Por Eduardo Matute
In memoriam de Domingo
Dewent y Margot de Cumare, los últimos en despedirse
de los fundadores de la
Cooperativa Tacuato, en este último año.
El cooperativismo
venezolano, antes del desastre impuesto por el régimen actual, se perfiló en
dos vertientes. Por un lado, en el desarrollo de iniciativas en ciudades y
poblados no capitales de estado y por el otro de organizaciones de usuarios y
consumidores. Salvo en las ciudades de Barquisimeto y Barinas, en el resto de
las entidades federales las cooperativas fuertes, desarrolladas y de incidencia
local, se expandieron en ciudades intermedias. El cooperativismo de usuarios y
consumidores, tanto en el número de asociados como en organizaciones fue determinante
en el crecimiento del cooperativismo.
Un baluarte central de
este desarrollo fue la península de Paraguaná, en el estado Falcón. Es
indicativo que la primera cooperativa, constituida en el escenario de la
naciente democracia, fue en la población de Tacuato, a medio camino entre Punto
Fijo y Coro, en al año 1960.
El sacerdote José Elías
Thielen, también falconiano, fue el motivador y facilitador del proceso
constitutivo de esa primera cooperativa. Se encontró, sin embargo, con un
terreno abonado. Un grupo de trabajadores petroleros, habitantes de esa
población, fueron los artífices de la organización comunitaria. Entre ellos,
Domingo Dewent, doña Margot de Cumare, Silvio Bracho y Casimiro Pérez, lograron
no solo mantener una empresa económica con beneficios sociales durante mas de
40 años sino, además, crear y consolidar generaciones de relevo con habitantes
de ese pequeño poblado.
Adentrarse en la
construcción de una empresa local, sin conocimientos previos en el país, y
lograr que sea un esfuerzo perdurable, es una obra titánica, que permite
entender ese esfuerzo colectivo del liderazgo posible en nuestro gentilicio.
Sin embargo, la obra de
los cooperativistas paraguaneros ha ido mas allá, mucho mas allá.

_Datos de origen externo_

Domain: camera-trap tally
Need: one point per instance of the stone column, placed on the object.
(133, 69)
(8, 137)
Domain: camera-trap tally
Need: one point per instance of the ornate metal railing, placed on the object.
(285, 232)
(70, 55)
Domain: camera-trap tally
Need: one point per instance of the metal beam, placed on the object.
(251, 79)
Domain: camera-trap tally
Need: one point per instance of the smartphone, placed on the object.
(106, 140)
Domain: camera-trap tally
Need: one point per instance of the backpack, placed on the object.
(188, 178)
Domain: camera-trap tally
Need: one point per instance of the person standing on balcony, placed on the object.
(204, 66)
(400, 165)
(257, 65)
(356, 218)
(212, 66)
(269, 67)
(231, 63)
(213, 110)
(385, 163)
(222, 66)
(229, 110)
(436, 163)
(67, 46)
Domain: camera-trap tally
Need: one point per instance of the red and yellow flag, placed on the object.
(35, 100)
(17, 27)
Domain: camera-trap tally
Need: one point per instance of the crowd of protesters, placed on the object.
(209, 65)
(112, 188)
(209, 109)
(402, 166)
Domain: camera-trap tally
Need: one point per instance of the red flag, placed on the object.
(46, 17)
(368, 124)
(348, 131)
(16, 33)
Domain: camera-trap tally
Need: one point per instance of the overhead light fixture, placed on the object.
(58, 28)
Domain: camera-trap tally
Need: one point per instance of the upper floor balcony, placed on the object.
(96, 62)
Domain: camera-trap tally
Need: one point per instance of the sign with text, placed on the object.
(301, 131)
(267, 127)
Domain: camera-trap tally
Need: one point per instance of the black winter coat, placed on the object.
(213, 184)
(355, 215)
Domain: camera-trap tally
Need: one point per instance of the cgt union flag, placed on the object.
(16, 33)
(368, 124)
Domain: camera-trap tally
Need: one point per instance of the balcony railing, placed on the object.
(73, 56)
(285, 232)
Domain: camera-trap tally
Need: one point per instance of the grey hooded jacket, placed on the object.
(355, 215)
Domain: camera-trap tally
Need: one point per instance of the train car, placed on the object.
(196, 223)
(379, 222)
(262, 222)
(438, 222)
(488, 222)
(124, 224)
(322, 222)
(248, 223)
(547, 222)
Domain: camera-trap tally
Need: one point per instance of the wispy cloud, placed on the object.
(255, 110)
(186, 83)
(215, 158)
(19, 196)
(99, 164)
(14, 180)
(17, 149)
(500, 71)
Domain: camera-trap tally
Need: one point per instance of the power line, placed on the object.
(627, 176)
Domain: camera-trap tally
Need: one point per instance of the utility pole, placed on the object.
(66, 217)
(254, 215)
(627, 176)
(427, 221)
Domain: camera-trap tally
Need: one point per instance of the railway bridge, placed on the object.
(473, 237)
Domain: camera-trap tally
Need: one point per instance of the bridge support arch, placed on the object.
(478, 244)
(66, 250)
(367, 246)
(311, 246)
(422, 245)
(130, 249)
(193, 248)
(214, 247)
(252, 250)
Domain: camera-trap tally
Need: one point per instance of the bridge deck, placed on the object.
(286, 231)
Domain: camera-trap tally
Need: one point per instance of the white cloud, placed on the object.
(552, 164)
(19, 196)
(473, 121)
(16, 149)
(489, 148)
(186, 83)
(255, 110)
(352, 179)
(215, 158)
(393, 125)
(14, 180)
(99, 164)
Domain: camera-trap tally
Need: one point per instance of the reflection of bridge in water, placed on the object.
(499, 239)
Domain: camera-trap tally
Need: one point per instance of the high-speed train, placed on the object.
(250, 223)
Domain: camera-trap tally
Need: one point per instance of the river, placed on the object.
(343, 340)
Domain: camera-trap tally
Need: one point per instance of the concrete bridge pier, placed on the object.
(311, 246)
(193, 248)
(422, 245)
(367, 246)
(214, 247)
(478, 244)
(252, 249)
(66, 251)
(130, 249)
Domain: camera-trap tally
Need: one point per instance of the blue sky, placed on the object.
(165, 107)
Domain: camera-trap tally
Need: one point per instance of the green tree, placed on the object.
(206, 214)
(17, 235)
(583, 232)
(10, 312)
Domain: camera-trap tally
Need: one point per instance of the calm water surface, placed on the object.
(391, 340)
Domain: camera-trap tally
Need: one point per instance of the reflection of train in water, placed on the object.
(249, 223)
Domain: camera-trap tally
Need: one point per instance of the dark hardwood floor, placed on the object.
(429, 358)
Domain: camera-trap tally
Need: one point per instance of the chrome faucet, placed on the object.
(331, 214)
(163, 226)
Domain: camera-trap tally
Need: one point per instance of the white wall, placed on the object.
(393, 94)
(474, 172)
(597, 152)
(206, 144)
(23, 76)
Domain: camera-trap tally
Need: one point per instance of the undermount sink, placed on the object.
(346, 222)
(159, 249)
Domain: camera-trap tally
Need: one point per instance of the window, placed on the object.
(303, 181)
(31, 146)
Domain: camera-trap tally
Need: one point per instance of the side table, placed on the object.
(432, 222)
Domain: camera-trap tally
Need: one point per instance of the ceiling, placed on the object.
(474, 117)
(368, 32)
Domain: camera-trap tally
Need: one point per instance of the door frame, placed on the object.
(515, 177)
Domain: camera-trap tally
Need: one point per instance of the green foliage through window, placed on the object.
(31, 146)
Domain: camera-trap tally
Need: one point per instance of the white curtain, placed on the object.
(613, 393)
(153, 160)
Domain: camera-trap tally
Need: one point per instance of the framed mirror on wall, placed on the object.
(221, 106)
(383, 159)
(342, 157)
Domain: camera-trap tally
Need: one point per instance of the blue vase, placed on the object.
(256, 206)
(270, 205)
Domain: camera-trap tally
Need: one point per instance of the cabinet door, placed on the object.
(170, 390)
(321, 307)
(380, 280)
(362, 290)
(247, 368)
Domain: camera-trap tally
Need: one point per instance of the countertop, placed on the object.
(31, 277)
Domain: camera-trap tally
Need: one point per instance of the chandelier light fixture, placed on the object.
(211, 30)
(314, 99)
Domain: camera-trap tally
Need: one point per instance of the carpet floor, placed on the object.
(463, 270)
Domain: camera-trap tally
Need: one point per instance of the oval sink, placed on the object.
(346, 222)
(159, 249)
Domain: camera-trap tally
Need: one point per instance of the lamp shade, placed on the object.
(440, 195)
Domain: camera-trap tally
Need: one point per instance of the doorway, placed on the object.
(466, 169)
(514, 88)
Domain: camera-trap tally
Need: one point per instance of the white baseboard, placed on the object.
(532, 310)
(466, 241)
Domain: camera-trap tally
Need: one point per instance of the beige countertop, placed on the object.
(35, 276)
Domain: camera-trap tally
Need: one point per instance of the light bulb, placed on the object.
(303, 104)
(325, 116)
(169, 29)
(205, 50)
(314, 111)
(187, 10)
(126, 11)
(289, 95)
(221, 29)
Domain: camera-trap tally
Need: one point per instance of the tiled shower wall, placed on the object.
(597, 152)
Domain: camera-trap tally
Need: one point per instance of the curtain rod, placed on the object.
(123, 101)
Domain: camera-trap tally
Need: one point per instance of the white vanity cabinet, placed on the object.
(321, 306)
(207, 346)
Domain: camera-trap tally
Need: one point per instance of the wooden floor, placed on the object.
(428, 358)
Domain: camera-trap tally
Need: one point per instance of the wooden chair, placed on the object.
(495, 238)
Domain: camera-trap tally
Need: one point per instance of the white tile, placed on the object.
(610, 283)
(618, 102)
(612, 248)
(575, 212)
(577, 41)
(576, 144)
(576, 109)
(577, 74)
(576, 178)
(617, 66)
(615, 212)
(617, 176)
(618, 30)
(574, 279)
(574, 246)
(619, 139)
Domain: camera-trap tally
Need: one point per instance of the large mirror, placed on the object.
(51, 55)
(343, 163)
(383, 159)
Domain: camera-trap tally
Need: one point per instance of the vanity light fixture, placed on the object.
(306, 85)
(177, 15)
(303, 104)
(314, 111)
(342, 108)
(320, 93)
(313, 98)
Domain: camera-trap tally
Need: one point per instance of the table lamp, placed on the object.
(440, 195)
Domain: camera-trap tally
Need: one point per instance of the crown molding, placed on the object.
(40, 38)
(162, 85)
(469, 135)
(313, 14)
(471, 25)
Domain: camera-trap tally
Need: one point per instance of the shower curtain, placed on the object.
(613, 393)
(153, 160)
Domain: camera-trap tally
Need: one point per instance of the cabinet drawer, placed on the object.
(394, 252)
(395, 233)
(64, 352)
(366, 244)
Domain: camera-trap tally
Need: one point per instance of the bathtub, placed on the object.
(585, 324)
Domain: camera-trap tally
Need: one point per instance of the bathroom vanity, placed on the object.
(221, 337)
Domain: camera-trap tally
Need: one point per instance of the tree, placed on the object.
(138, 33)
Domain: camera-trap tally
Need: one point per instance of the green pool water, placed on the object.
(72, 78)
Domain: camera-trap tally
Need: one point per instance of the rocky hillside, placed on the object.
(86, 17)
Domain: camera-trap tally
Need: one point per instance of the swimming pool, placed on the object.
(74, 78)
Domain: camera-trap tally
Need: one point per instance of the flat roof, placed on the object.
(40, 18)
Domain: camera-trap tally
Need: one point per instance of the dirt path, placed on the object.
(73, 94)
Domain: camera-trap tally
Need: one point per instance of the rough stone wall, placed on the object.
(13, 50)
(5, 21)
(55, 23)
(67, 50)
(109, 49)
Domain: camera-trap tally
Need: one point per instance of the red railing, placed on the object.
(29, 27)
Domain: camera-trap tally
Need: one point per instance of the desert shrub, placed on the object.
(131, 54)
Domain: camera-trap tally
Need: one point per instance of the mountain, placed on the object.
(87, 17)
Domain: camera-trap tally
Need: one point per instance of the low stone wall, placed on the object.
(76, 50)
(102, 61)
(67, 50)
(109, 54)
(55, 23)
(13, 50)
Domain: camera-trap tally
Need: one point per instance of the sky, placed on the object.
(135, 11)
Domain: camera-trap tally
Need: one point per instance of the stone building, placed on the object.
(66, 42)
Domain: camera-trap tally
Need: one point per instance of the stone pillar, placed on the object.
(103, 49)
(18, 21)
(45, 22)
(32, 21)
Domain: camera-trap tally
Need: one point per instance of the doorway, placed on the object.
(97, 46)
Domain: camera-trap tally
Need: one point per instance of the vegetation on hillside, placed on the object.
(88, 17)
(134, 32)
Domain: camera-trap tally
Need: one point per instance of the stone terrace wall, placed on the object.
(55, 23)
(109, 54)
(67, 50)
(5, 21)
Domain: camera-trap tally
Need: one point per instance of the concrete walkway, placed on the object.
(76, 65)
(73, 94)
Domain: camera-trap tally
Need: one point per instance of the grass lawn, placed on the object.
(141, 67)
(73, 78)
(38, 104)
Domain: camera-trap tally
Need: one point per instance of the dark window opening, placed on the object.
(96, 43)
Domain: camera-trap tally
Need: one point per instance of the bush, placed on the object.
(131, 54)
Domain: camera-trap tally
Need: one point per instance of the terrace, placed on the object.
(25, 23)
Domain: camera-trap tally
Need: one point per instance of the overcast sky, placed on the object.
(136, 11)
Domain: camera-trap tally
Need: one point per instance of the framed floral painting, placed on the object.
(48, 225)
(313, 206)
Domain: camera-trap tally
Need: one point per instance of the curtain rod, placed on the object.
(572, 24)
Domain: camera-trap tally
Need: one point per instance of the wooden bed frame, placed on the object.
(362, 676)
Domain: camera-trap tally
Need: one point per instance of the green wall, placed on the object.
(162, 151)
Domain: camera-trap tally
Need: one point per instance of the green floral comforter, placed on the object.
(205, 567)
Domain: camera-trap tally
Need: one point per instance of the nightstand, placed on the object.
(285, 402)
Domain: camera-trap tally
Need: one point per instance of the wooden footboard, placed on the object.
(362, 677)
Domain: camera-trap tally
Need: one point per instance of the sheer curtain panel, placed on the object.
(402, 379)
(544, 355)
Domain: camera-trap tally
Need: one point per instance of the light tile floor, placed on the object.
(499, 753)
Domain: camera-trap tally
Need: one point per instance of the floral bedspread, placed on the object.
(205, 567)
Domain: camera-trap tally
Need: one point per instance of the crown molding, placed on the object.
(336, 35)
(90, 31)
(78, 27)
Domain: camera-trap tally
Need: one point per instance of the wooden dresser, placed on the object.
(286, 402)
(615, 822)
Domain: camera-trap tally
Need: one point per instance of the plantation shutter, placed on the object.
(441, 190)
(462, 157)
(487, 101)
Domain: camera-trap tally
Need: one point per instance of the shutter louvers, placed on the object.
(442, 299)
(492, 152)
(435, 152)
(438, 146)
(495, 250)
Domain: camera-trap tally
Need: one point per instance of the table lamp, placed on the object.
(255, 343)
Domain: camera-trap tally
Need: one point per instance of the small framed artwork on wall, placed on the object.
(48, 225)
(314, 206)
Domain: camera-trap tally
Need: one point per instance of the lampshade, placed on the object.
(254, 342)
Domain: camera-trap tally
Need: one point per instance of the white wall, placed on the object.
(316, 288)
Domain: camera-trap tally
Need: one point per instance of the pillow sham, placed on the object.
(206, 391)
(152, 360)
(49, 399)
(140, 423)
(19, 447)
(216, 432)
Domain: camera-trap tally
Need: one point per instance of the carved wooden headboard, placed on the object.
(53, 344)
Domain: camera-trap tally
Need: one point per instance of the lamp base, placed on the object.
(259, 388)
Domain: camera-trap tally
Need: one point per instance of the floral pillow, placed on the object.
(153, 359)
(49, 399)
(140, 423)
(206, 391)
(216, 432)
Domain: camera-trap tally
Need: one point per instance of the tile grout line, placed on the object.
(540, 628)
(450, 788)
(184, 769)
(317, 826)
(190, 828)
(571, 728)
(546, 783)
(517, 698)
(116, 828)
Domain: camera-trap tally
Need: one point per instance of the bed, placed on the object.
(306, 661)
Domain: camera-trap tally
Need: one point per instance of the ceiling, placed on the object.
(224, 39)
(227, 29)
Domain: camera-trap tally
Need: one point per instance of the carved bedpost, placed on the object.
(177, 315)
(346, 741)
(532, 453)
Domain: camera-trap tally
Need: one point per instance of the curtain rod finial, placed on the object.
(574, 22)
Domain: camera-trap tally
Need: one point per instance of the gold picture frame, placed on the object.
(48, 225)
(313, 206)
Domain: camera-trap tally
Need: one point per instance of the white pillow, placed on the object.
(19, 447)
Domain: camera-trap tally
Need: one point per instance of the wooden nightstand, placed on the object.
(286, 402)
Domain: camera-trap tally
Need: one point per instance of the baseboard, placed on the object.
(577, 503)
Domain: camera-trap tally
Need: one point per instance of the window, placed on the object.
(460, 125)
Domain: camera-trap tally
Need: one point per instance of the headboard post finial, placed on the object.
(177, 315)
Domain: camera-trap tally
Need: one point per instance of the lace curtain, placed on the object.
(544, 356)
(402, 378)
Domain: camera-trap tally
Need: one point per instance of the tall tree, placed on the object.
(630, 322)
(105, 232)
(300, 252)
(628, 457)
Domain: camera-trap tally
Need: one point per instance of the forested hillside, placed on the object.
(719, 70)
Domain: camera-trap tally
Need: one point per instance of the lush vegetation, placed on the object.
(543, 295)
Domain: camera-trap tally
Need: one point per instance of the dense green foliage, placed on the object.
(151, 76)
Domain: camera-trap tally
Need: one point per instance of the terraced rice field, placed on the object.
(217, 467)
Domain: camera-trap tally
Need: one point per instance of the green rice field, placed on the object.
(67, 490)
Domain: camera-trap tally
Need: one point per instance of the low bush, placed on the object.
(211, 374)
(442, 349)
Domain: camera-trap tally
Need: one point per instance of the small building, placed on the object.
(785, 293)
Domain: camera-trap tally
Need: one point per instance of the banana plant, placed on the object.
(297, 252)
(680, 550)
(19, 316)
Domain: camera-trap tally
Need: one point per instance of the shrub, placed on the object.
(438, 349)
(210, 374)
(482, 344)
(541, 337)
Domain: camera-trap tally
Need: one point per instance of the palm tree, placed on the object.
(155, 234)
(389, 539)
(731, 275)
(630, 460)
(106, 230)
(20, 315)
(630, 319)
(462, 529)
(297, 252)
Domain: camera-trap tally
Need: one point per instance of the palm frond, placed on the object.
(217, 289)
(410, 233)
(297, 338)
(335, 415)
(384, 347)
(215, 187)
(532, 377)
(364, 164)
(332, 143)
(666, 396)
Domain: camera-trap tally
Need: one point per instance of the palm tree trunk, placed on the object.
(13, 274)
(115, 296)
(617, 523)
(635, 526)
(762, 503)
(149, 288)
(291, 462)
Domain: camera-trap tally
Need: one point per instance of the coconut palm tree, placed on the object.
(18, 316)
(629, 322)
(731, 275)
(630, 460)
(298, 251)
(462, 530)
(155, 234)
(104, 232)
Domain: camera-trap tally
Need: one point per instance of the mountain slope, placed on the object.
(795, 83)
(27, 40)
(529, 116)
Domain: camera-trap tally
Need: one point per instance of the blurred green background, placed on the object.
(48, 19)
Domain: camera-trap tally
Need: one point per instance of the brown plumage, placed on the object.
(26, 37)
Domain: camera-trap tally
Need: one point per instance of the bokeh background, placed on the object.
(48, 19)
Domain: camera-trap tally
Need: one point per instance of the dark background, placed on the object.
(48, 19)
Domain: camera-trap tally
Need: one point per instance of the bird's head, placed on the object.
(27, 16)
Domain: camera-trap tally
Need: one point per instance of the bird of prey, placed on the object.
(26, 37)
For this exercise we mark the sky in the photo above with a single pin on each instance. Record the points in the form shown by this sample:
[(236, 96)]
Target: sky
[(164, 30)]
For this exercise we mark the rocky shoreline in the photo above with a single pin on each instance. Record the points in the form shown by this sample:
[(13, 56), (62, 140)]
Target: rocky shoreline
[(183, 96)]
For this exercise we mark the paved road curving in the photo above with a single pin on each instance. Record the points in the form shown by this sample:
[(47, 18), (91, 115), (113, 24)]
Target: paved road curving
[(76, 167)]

En los diez
años subsiguientes, las organizaciones cooperativas se expandieron en la
península, entre grupos de trabajadores asistenciales, educativos y de la
industria petrolera.
Desde Punto Fijo hasta
Pueblo Nuevo, pasando por Santa Ana y San Isidro se constituyeron 16 empresas
cooperativas, basadas en el ahorro comunitario, en el consumo familiar y en el
transporte de carga.
De las cooperativas de ahorro y crédito, tres de ellas, fueron parte de las diez más importantes del país. San José Obrero, Comunidad Cardón y Cotraedup, lograron tener en conjunto mas de 60.000 asociados en la península, cifra que nos habla de un proceso de organización comunitaria pocas veces vista en Venezuela, fuera de las grandes urbes.